UNDER CAPRICORN
Sog.: dal romanzo omonimo (1937) di Helen Simpson. Scen.: James Bridie, Hume Cronyn. F.: Jack Cardiff. M.: A.S. Bates. Scgf.: Thomas Monahan. Mus.: Richard Addinsell. Int.: Ingrid Bergman (Lady Henrietta ‘Hattie’ Flusky), Joseph Cotten (Sam Flusky), Michael Wilding (Charles Adare), Margaret Leighton (Milly), Cecil Parker (Sir Richard, il governatore), Denis O’Dea (signor Corrigan), Jack Watling (Winter), John Ruddock (Cedric Potter), Bill Shine (signor Banks), Victor Lucas (reverendo Smiley). Prod.: Alfred Hitchcock per Transatlantic Pictures Corp.. 35mm. D.: 117’. Technicolor.
Film Notes
Under Capricorn is the last chapter (after Spellbound and Notorious) of the ‘trilogy’ that Hitchcock built around Ingrid Bergman, or, as Rohmer-Chabrol put it, around her face, which the camera “searches, explores, sometimes carves, sometimes softens”. All around this fabulous face, so they say, it was hell. As in Rope, in Under Capricorn Hitchcock experiments with the long take (here, six to eight minutes) without any cuts. The props and costumes made it an enervating enterprise; the set was a maze of tracks, with walls, tables and canapés moving on wheels and electricians wandering around with lights attached to their foreheads. Actually, even in its most intense moments, Michael Wilding always has the air of someone who has just seen something vaguely funny off-camera.

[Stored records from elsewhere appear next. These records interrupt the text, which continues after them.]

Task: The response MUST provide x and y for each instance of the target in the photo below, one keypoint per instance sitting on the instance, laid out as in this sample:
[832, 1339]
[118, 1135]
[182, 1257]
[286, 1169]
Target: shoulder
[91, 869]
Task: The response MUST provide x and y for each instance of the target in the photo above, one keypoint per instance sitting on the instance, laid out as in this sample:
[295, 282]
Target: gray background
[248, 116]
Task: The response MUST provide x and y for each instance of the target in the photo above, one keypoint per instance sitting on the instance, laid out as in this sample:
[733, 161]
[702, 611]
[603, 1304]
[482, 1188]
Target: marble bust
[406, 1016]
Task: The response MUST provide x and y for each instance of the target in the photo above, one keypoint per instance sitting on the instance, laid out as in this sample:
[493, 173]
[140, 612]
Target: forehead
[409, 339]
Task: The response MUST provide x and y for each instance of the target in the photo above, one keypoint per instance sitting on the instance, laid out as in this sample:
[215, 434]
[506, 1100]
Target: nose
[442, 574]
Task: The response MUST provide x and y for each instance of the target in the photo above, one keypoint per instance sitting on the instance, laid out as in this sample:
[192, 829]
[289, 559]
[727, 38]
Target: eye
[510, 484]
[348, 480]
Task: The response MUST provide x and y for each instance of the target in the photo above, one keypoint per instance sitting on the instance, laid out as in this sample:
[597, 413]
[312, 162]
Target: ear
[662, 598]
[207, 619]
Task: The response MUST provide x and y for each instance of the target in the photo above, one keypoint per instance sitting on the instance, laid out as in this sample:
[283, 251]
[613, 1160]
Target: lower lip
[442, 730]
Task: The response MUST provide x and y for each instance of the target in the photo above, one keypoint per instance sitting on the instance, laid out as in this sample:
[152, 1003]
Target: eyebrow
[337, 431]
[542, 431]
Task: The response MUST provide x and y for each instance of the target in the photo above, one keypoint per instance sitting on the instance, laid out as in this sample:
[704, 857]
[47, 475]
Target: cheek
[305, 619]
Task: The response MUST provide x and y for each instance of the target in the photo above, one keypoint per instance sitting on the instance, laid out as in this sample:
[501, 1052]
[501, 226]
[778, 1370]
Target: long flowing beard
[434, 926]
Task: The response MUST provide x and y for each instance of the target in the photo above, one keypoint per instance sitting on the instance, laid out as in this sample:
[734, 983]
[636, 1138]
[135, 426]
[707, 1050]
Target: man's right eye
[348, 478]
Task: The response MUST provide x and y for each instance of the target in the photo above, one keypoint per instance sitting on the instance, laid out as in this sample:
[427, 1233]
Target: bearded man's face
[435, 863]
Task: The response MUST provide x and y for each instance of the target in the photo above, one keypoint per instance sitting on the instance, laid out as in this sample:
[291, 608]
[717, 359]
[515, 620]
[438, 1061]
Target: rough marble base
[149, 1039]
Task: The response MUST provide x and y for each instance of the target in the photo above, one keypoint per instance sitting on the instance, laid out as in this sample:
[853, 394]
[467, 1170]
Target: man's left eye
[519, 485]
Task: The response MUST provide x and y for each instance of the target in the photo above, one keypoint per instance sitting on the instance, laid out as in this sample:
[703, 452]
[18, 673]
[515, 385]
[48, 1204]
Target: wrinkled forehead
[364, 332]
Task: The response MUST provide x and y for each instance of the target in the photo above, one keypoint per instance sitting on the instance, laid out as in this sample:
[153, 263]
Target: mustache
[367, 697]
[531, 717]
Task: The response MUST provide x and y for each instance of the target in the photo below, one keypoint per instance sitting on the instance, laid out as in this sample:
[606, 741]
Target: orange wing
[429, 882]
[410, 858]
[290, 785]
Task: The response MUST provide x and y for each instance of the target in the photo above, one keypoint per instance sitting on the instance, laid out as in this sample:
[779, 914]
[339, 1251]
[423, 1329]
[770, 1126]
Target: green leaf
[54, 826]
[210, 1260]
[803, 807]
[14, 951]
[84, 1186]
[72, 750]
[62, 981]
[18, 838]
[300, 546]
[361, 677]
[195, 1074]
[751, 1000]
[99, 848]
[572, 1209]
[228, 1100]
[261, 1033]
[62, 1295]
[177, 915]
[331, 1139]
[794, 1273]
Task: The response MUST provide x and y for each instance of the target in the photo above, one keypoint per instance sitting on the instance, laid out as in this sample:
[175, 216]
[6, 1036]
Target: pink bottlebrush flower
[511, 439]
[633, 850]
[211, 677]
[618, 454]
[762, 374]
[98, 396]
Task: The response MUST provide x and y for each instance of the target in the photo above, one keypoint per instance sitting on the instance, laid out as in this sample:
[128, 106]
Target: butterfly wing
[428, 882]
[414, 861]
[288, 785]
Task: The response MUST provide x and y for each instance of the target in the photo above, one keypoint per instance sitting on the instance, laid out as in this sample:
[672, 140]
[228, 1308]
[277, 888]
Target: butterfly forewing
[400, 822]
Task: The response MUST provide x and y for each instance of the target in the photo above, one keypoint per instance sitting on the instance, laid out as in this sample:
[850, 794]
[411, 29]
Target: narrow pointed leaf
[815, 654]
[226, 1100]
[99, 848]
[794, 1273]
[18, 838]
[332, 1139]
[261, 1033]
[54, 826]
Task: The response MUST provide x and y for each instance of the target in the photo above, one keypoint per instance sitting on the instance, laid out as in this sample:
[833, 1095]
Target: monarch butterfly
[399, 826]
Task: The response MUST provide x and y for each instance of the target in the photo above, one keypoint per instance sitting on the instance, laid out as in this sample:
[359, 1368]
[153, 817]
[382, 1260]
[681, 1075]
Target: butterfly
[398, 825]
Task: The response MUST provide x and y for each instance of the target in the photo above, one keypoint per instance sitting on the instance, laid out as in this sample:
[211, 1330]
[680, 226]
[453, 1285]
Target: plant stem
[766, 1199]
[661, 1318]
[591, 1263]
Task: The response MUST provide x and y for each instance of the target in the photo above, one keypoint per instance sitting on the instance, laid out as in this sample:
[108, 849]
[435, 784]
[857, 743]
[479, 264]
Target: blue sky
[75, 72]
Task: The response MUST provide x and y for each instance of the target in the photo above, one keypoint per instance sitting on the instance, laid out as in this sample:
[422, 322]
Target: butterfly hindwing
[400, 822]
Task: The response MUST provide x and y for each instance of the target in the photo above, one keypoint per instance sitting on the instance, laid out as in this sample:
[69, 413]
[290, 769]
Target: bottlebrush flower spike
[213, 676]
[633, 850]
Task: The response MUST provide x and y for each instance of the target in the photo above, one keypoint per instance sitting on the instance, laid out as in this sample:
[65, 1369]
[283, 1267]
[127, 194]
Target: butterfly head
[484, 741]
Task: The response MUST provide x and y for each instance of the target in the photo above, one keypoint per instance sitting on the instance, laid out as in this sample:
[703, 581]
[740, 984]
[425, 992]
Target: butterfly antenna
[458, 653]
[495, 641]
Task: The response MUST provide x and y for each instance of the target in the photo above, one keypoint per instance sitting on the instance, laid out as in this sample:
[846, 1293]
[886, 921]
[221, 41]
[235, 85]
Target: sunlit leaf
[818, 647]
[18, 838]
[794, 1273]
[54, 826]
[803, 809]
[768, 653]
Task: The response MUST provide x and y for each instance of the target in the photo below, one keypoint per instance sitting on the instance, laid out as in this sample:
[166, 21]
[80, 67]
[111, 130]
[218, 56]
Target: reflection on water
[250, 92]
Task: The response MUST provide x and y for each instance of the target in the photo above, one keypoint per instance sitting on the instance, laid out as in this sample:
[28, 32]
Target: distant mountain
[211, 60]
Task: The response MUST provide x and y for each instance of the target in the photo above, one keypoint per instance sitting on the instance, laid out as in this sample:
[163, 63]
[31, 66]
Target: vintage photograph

It is a film of romantic inspiration, a woman’s sin, a man’s sacrifice, guilt, confession, catharsis, the moral law that holds all of us by its fist and guides this Wuthering Heights of the antipodes towards its unlikely and somewhat bitter happy ending. It is a film of classic Hitchcockian figures, a wicked housekeeper as in Rebecca and a poisoned heroine as in Notorious (“those elements would have remained in the picture anyway if I’d had a good professional, like Ben Hecht, writing the script for me”, Hitchcock told Truffaut). It is certainly a film about Bergman’s face, whose malleability and radiance Hitchcock knew how to enhance like no one else (including the man she was falling in love with just in those days at that time): the most beautiful scene is the one in which an amorous hand lays a dark jacket behind a glass so that she can see her own golden reflection, not corrupted by unhappiness. Hitchcock considered this film his worst catastrophe, an error of arrogance that cost loads of money which were lost forever. It is an extraordinary colour film, in its accurate 19th century pictorial tone, “one of the most beautiful Technicolor movies of film history” (Lourcelles): a lucent yet slightly livid glaze tinges everything, because this is a story of worn-out or ill-fated passions, that only memory or feverish soliloquy can try (and fail) to revive. There is a lot of sky in the first and last sequences, a sky of a wonderful cerulean hue over the bay of the small city of Sydney in 1831. Hitchcock pauses to contemplate it, maybe already wondering what can be done with so much sky, such as piercing it with the red span of the Golden Gate Bridge or the black wings of a bird.